ああこういう本も買っていたなと懐かしむ。これは東村山の「なごやか文庫」から200円ぐらいで買った覚えがある。これを買った当時、老生は「なごやか文庫」の専従捜査員のごとく棚に張りついていた。みっちりと棚に並んだ古本に動きはないか、昨日と今日の棚に変化はないかと目を凝らす日々を送った。
「あなた、いつもここにいるね」
と声をかけてくれた方がおり、聞けばこの古本屋を管轄する施設(なごやか文庫は東村山市社会福祉センター内に設置)の館長さんであり、異常な頻度で出没する老生は逆に怪しまれていたのかも知れない。なおここでは年に一度、古本市が開催されており、その会場で老生は、古本屋巡りのブログで有名な「古本屋ツアー・イン・ジャパン」氏の姿を目撃している。
長くなるが、この際だからここへ記録しておこうと思う。
当時、「なごやか文庫」で行なわれていた古本市であるが、当日はその売場の範囲を拡張、通常の店舗に加え、となりの大広間まで使用し会場内は玉石混交の古本で埋め尽くされていた。特筆すべきは、大広間の会場に入ってすぐ右側に設置された、数台の古本棚(現在の古本市では消滅)にある。
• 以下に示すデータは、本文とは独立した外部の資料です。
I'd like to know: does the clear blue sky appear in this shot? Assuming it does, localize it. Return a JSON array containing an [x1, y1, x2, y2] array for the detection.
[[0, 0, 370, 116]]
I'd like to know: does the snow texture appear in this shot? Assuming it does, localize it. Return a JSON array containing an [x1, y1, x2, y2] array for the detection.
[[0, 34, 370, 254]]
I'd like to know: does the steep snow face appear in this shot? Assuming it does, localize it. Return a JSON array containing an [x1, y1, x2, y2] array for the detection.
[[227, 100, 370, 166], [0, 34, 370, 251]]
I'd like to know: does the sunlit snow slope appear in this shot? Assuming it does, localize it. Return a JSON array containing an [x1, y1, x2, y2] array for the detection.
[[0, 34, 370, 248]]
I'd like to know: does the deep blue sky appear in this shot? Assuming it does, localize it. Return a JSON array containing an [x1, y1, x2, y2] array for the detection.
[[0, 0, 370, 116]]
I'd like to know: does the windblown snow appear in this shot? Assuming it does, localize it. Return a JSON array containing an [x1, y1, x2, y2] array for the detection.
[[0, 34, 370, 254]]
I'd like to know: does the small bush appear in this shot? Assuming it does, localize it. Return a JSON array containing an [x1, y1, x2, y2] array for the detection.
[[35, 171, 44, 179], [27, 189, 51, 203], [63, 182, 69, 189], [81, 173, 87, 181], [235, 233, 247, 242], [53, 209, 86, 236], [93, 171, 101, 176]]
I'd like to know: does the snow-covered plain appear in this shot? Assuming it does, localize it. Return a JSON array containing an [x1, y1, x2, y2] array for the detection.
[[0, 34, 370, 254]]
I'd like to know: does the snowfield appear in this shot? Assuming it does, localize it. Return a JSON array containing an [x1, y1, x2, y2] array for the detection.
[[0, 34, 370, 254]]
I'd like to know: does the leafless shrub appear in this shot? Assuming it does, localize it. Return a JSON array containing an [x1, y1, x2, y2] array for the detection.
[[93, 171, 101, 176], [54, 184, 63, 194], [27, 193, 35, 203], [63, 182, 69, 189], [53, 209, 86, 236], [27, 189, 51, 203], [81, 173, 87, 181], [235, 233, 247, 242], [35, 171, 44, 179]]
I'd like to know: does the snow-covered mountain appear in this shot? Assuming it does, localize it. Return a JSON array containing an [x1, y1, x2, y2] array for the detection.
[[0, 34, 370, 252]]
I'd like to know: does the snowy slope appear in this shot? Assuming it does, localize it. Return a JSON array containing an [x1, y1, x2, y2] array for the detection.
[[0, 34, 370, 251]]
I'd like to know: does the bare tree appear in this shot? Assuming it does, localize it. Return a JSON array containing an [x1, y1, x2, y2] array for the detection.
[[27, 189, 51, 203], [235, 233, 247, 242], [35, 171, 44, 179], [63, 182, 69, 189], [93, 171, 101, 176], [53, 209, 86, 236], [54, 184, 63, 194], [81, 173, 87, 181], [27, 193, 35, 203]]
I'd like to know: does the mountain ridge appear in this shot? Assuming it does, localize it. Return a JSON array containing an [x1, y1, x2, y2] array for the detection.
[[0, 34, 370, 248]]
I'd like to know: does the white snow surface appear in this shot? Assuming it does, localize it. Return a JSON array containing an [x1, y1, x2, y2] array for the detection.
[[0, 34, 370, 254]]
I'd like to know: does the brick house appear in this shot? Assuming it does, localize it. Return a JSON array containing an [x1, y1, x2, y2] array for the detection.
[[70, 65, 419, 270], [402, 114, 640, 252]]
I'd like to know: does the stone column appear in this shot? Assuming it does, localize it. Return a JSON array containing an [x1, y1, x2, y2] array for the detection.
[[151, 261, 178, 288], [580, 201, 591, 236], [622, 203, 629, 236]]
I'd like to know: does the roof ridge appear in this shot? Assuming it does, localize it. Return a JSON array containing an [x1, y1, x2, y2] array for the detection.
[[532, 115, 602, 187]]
この棚には、濃い茶色に変色し紙質も経年変化を遂げた、目をそむけたくなるような古い本が隙間なく詰め込まれ、新たな旅立ちを今か今かと待っているのだ。
会場へ訪れた一般客とは区別される、一部の病的な古本マニアが殺到するのはこの棚であり、妙な熱気を感じ緊張した係員が古本市のスタートを告げるやいなや、この古本病人らは極端な前傾姿勢で前述した棚へとむしゃぶりつくのであった・・・。おぞましく浅ましい、みじめで見っともない、落ちぶれた卑しい姿がそこかしこに見られ、棚の前は、常に飢えと渇きに苦しむ餓鬼の見本市の様相を呈することとなる。
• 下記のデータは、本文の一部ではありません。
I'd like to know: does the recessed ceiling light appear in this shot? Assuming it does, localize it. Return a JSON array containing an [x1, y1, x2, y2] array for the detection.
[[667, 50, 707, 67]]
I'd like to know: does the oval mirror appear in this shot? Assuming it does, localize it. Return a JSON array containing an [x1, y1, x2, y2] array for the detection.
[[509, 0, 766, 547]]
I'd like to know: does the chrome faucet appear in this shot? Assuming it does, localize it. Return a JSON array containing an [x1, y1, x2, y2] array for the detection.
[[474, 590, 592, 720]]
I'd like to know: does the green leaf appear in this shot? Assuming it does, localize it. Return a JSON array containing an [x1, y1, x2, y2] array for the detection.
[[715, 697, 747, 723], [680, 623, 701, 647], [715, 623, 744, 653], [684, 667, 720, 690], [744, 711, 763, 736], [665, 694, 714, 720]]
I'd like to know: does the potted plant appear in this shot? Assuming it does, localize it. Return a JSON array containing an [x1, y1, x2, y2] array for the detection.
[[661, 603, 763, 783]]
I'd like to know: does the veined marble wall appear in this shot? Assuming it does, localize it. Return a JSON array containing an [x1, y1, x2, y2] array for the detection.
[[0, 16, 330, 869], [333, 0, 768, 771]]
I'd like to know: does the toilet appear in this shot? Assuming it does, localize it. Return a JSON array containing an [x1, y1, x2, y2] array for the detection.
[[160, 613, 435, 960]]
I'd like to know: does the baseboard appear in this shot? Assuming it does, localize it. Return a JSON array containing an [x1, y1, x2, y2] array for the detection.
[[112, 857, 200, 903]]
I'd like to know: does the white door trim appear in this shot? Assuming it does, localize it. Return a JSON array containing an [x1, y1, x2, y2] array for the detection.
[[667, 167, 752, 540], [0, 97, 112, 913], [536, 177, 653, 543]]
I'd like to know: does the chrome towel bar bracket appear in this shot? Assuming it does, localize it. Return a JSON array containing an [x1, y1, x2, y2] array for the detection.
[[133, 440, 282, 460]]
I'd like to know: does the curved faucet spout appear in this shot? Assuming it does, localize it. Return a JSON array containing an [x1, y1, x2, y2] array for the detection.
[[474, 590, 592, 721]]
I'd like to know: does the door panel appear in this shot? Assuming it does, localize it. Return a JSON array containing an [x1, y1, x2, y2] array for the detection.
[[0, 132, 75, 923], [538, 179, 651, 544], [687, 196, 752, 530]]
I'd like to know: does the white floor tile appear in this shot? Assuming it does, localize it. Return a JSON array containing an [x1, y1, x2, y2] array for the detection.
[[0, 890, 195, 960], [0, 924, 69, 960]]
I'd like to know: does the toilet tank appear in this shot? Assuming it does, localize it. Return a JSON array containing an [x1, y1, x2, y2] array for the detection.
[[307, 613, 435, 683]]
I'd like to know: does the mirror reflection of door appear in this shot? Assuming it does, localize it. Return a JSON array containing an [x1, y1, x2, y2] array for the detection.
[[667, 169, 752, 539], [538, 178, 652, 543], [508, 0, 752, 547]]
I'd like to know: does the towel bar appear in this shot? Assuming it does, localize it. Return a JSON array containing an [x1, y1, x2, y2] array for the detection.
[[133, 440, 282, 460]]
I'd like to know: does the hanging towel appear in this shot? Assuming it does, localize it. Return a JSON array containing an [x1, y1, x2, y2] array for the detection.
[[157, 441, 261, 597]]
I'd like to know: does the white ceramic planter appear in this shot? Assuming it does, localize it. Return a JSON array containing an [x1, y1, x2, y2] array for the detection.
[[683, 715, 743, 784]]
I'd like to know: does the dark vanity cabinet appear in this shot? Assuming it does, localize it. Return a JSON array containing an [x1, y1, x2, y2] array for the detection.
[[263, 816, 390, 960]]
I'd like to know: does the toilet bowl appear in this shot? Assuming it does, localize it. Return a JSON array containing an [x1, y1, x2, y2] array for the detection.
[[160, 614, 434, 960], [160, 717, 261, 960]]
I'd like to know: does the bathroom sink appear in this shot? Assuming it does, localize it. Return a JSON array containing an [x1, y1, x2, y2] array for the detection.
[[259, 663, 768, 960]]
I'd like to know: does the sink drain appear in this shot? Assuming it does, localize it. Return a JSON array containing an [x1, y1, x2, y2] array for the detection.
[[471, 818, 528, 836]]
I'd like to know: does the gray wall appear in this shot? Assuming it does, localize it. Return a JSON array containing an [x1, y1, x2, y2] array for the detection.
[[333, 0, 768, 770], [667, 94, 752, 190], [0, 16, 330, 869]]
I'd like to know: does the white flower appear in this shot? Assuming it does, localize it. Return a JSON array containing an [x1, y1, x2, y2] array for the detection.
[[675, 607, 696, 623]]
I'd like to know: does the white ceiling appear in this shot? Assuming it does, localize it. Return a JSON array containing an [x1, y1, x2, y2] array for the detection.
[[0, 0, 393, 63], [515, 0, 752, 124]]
とまあ、この古本市での小さな一幕を述べたわけだが、この棚の魅力については、くだんの"古本屋ツアー"氏もそのブログで触れており、現在はすっかり変わってしまった「なごやか文庫」に対しては、悲しい気持ちになるばかりである。
写真の「木曜日のとなり」(吉田とし=作、赤坂三好=画、初版帯付き)を調べると、中々の高値で取引されているようで、卑しいが昔の「なごやか文庫」に感謝する・・・。